CHRISTOPHER PLUMMER, Best Supporting Actor Nominee for Beginners
J.B. (1958): This Canadian-born star has played every conceivable classical role on stages around the world, but our list will concentrate on five of his seven Tony-nominated performances. Plummer’s first Tony nod came in 1958 in a Pulitzer Prize-winning play that sounds both awesome and odd: Archibald MacLeish’s free-verse retelling of the Old Testament story of Job. Plummer played Nickles, a Satanic figure who urges J.B. (Pat Hingle) to commit suicide.
Cyrano (1973): You’ve seen him warble “Edelweiss” as Captain von Trapp in The Sound of Music, but Plummer is also a Best Actor Tony winner for singing the role of Cyrano de Bergerac in the first of two short-lived musical adaptations of Edmond Rostond’s romantic adventure. Huge chunks of the show have been preserved in an original cast recording that shows off Plummer’s flair for lyrics penned by A Clockwork Orange author Anthony Burgess.
Othello (1982): Plummer cemented his reputation as an unparalleled classical actor with a Tony-nominated performance as Iago opposite the great James Earl Jones. Plummer’s chilling portrayal of evil made it clear that Othello, powerfully portrayed by Jones, never stood a chance. (In his autobiography, Plummer blamed his Tony loss on the fact that his actress daughter, Amanda, won that year for Agnes of God.)
Barrymore (1997): At age 68, Plummer took on a demanding solo performance as iconic American actor John Barrymore in William Luce’s biographical play, bringing a rakish charm to the stage and earning his second Tony Award. Plummer, a lover of alcohol in his youth, has written of his obsession with Barrymore, who drank himself to death at 60. The role proved to be such a good fit that he reprised it to acclaim (at age 81, no less!) at Stratford in 2011.

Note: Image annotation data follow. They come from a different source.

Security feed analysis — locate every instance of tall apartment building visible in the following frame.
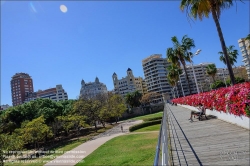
[80,77,108,97]
[25,85,68,102]
[0,104,10,110]
[10,73,34,106]
[178,63,214,96]
[142,54,173,102]
[112,68,147,97]
[238,38,250,79]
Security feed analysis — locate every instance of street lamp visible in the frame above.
[188,49,201,93]
[222,68,227,87]
[178,73,185,97]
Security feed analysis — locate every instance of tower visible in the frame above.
[10,73,34,106]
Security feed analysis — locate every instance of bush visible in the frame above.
[129,119,161,132]
[226,77,246,85]
[143,117,162,122]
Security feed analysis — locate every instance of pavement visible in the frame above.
[45,120,142,166]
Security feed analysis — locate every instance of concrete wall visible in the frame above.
[178,104,249,130]
[120,103,164,119]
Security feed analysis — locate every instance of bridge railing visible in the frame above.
[153,99,169,166]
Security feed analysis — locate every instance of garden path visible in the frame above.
[45,120,142,166]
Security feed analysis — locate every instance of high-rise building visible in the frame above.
[0,104,10,110]
[142,54,172,102]
[177,63,216,96]
[112,68,147,97]
[10,73,34,106]
[238,38,250,79]
[25,85,68,102]
[80,77,108,97]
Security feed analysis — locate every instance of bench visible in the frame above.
[194,110,208,121]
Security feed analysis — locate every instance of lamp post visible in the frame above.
[206,78,212,90]
[188,49,201,93]
[178,73,185,97]
[222,68,227,87]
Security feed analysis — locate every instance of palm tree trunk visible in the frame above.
[209,0,235,85]
[182,63,192,95]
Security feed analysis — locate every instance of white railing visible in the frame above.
[154,97,169,166]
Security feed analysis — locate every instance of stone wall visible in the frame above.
[120,103,164,120]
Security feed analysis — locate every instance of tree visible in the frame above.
[167,35,195,94]
[15,116,53,149]
[206,64,217,82]
[140,92,161,106]
[73,97,102,131]
[180,0,235,85]
[109,94,126,123]
[218,45,239,66]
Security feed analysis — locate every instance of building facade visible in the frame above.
[0,104,10,110]
[10,73,34,106]
[238,38,250,79]
[80,77,108,97]
[142,54,173,102]
[112,68,147,97]
[25,85,68,102]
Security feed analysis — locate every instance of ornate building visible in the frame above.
[80,77,108,97]
[112,68,147,97]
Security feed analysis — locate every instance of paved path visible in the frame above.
[169,106,250,166]
[45,120,142,166]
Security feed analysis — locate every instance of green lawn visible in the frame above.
[77,133,158,166]
[132,111,163,120]
[133,124,161,132]
[4,125,113,166]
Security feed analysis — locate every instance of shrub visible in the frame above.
[129,119,161,132]
[172,82,250,116]
[143,117,162,122]
[211,80,226,89]
[226,77,246,85]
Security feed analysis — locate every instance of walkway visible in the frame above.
[169,106,249,165]
[45,120,142,166]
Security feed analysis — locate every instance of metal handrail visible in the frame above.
[153,97,168,166]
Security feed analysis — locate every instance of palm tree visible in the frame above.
[218,45,239,66]
[206,64,217,82]
[167,35,195,94]
[180,0,235,85]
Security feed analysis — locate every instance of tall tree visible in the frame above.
[206,64,217,82]
[167,35,195,94]
[218,45,239,66]
[125,91,142,108]
[180,0,235,85]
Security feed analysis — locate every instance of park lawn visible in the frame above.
[133,124,161,132]
[4,125,113,166]
[76,132,158,166]
[132,111,163,120]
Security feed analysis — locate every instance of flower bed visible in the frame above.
[172,82,250,117]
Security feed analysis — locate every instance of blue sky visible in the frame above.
[1,1,250,105]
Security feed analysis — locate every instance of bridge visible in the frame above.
[154,104,250,166]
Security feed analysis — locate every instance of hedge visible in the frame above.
[129,119,161,132]
[143,116,162,122]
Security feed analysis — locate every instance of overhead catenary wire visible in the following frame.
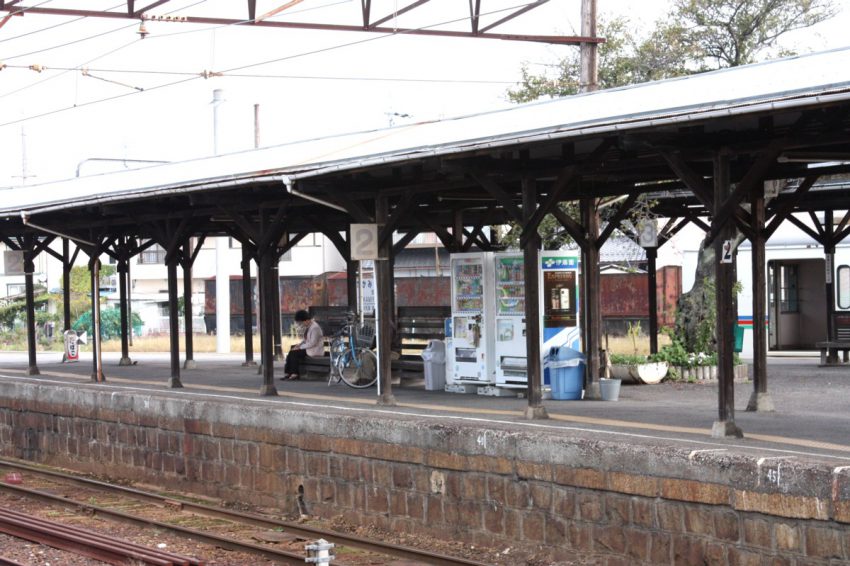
[0,3,548,127]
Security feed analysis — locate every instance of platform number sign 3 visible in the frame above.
[351,224,379,260]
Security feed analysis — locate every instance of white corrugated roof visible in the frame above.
[0,47,850,217]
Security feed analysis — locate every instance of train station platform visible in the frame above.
[0,352,850,463]
[0,353,850,566]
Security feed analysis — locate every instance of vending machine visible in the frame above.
[493,253,528,389]
[446,252,495,392]
[540,251,581,354]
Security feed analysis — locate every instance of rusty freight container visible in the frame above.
[600,265,682,335]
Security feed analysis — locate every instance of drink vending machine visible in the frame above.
[486,253,528,389]
[446,252,495,392]
[540,251,581,355]
[486,251,581,389]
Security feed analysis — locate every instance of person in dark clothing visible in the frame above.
[281,310,325,381]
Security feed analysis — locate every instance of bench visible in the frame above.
[815,340,850,366]
[299,307,451,378]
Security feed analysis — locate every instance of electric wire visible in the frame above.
[0,2,544,127]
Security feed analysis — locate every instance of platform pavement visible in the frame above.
[0,352,850,465]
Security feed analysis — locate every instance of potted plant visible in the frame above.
[610,322,667,384]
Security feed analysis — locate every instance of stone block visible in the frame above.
[734,490,830,521]
[605,493,631,525]
[608,472,659,497]
[804,526,848,560]
[482,503,505,535]
[728,546,762,566]
[593,525,626,554]
[553,466,607,489]
[576,492,604,523]
[522,511,546,542]
[461,472,487,501]
[683,505,714,536]
[552,486,576,519]
[528,482,552,513]
[673,534,706,564]
[623,528,652,563]
[630,497,655,529]
[656,501,685,533]
[661,478,730,505]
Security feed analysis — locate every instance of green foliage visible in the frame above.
[608,354,647,366]
[71,307,142,340]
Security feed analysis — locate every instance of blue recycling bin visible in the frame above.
[546,346,586,400]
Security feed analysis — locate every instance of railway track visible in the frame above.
[0,460,486,566]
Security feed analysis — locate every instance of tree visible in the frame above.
[58,265,115,326]
[508,0,837,351]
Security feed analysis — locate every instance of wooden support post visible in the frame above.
[242,248,257,367]
[711,150,743,438]
[375,196,396,406]
[183,242,198,369]
[823,210,838,344]
[520,178,549,419]
[257,249,280,397]
[23,247,41,375]
[747,190,774,412]
[62,238,71,332]
[644,248,658,354]
[166,256,183,389]
[581,198,602,400]
[269,262,284,362]
[118,258,133,366]
[89,258,106,383]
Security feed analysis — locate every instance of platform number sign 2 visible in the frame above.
[351,224,379,260]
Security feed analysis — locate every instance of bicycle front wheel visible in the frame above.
[337,348,378,389]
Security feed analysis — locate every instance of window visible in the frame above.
[838,265,850,309]
[779,264,800,313]
[139,244,165,265]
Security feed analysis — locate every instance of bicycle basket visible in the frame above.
[355,324,375,349]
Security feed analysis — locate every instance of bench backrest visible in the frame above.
[396,306,452,350]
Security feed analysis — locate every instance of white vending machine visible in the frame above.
[446,252,495,393]
[494,253,528,389]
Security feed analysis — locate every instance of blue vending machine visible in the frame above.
[540,251,582,383]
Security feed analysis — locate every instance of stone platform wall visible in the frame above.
[0,381,850,565]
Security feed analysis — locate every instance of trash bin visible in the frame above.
[422,340,446,391]
[546,346,585,400]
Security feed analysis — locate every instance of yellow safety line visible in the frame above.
[8,368,850,452]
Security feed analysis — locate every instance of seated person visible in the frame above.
[281,310,325,380]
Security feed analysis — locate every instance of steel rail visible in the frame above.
[0,509,203,566]
[0,460,487,566]
[0,483,304,565]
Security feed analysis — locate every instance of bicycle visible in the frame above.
[328,312,378,389]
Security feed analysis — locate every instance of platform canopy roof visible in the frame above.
[0,47,850,245]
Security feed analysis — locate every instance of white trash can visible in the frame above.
[422,340,446,391]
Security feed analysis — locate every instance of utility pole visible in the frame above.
[579,0,599,92]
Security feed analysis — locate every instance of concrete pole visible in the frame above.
[211,88,230,354]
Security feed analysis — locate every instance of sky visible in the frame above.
[0,0,850,187]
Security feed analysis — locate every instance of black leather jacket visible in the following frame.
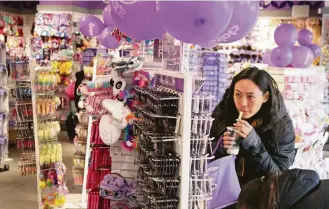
[210,111,295,184]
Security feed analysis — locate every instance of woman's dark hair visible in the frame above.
[237,173,281,209]
[212,67,285,131]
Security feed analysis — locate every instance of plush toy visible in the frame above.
[102,99,131,121]
[99,99,131,145]
[99,173,137,202]
[121,114,137,151]
[51,38,60,50]
[59,39,67,49]
[132,71,151,88]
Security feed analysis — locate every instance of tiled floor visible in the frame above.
[0,132,82,209]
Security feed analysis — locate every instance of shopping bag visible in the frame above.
[207,138,241,209]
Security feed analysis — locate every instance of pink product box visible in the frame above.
[284,84,291,91]
[293,76,303,83]
[218,82,225,88]
[294,91,307,100]
[218,88,226,93]
[290,83,305,91]
[307,76,316,83]
[284,76,294,83]
[283,91,294,100]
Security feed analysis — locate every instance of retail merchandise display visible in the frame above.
[284,67,329,179]
[264,23,321,68]
[31,13,73,125]
[31,66,68,208]
[189,49,234,109]
[189,93,216,209]
[12,76,36,175]
[0,42,9,170]
[0,13,25,57]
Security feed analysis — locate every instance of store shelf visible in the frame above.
[0,158,14,164]
[63,194,87,209]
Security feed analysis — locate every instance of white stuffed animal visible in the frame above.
[102,99,131,121]
[99,114,128,145]
[99,99,131,145]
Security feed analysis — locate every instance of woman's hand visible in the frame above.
[233,120,253,138]
[223,132,235,149]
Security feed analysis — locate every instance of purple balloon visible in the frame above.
[208,0,259,43]
[298,28,313,46]
[263,50,275,67]
[158,1,233,44]
[271,46,293,67]
[79,15,105,37]
[291,46,314,68]
[102,5,114,27]
[110,0,165,40]
[97,27,121,49]
[307,44,321,58]
[274,23,298,46]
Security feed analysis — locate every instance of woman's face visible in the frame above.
[233,79,269,119]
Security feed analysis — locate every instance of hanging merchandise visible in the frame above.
[31,13,73,124]
[0,43,11,171]
[31,67,68,208]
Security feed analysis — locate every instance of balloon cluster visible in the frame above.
[263,23,321,68]
[80,0,259,47]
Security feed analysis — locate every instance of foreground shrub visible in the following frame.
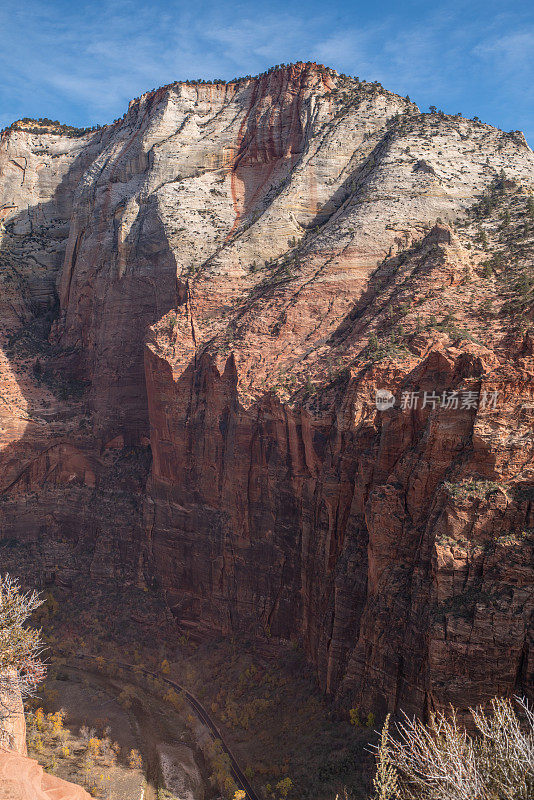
[0,575,45,747]
[374,698,534,800]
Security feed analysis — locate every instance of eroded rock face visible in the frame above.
[0,64,534,712]
[0,750,91,800]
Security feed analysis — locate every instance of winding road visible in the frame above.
[71,655,261,800]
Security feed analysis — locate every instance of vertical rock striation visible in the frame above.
[0,64,534,712]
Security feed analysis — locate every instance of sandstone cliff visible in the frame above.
[0,64,534,712]
[0,750,91,800]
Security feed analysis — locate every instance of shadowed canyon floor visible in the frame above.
[0,64,534,800]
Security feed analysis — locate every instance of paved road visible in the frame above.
[70,655,260,800]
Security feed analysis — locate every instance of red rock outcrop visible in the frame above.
[0,64,534,712]
[0,750,91,800]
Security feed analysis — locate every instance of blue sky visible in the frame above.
[0,0,534,145]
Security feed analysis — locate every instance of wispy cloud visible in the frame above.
[0,0,534,142]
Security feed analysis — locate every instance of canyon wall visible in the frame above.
[0,64,534,713]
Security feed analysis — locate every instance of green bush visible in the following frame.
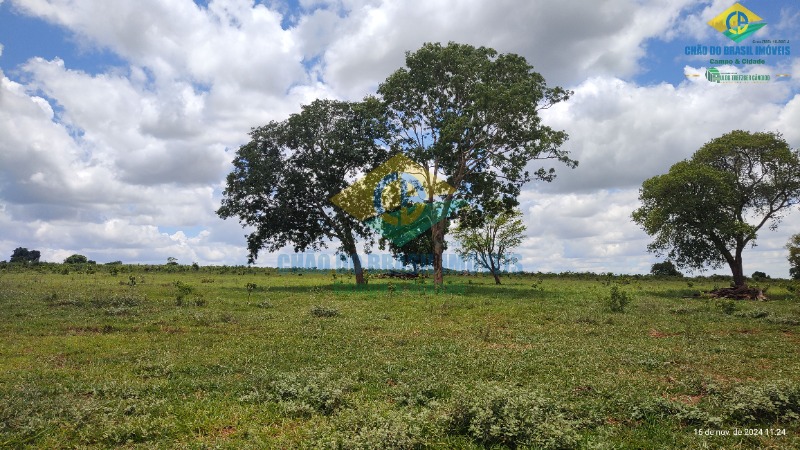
[270,373,352,417]
[311,305,339,317]
[717,300,739,316]
[724,381,800,425]
[448,386,578,448]
[605,285,631,313]
[313,410,435,450]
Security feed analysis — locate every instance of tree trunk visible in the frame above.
[489,254,500,285]
[431,219,444,286]
[728,249,745,286]
[350,252,366,284]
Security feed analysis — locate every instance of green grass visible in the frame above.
[0,266,800,448]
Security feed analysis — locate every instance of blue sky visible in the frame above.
[0,0,800,276]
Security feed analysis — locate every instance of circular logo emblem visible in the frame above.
[725,11,750,34]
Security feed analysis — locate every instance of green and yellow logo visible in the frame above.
[331,154,462,247]
[708,3,766,43]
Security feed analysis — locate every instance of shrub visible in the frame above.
[724,381,800,424]
[270,372,352,417]
[750,270,772,281]
[313,410,435,450]
[174,281,194,306]
[311,305,339,317]
[717,300,739,315]
[448,386,578,448]
[606,285,631,313]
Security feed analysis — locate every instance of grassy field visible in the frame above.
[0,265,800,448]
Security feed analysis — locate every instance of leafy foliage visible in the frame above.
[605,284,631,312]
[64,253,89,264]
[633,131,800,285]
[455,209,525,284]
[650,261,683,277]
[449,385,578,448]
[378,42,577,284]
[217,100,386,284]
[786,233,800,280]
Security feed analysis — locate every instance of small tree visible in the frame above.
[64,253,89,264]
[454,209,525,284]
[786,233,800,280]
[9,247,41,264]
[650,261,683,277]
[633,131,800,286]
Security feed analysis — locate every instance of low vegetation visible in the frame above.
[0,264,800,448]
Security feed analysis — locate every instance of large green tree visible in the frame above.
[217,100,386,283]
[786,233,800,280]
[453,209,525,284]
[378,42,577,284]
[633,131,800,286]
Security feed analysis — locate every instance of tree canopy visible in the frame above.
[64,253,89,264]
[217,100,386,283]
[632,130,800,286]
[454,205,525,284]
[378,42,577,284]
[786,233,800,280]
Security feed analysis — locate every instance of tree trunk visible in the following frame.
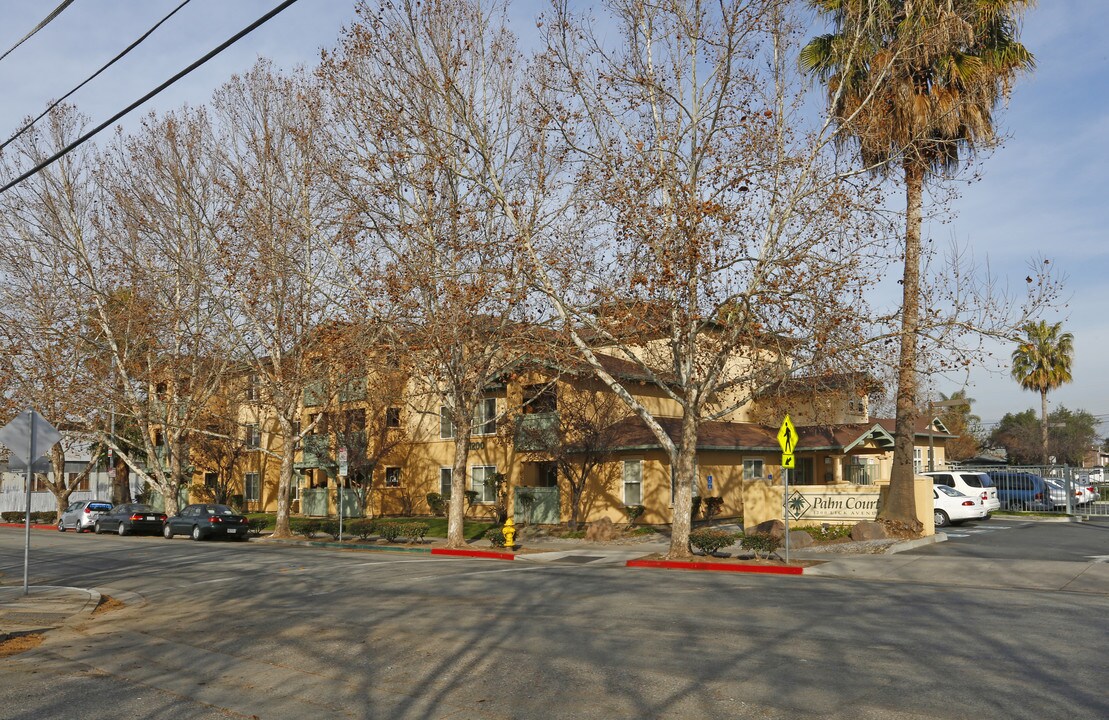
[48,443,73,519]
[1040,391,1048,467]
[272,418,294,538]
[447,426,472,548]
[882,159,924,527]
[112,456,131,505]
[667,408,698,560]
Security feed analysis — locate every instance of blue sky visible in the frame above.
[0,0,1109,434]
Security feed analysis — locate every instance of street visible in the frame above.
[0,528,1109,719]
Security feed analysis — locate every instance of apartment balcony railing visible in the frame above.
[515,413,559,453]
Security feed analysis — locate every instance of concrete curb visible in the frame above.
[254,538,434,554]
[883,533,947,555]
[624,560,805,575]
[431,548,516,560]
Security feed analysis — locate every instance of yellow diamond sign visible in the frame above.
[777,415,797,452]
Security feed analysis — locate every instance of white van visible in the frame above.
[925,470,1001,519]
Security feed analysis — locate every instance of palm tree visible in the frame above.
[800,0,1034,524]
[1013,321,1075,465]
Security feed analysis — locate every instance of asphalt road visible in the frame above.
[0,529,1109,720]
[908,517,1109,562]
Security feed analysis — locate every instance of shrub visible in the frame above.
[690,528,735,555]
[740,534,782,557]
[400,523,428,542]
[347,520,374,540]
[427,493,447,517]
[377,523,401,542]
[319,520,339,540]
[797,525,851,541]
[289,518,319,540]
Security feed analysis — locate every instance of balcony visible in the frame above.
[515,413,559,453]
[843,465,877,485]
[296,435,335,470]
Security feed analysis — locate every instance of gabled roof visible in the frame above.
[612,416,955,453]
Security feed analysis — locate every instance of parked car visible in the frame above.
[162,503,250,540]
[925,470,1001,518]
[932,484,987,527]
[58,500,112,533]
[989,470,1055,510]
[1044,477,1082,509]
[93,503,165,536]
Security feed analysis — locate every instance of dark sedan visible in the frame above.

King Lear (2004): The Mount Everest of Shakespearean roles has claimed plenty of victims—but Plummer scaled its heights in a Tony-nominated performance that was both powerful and heartbreaking. In a production that filled the huge stage at Lincoln Center’s Vivian Beaumont Theater, Lear’s old age became the emphasis, making his descent into madness all the more affecting.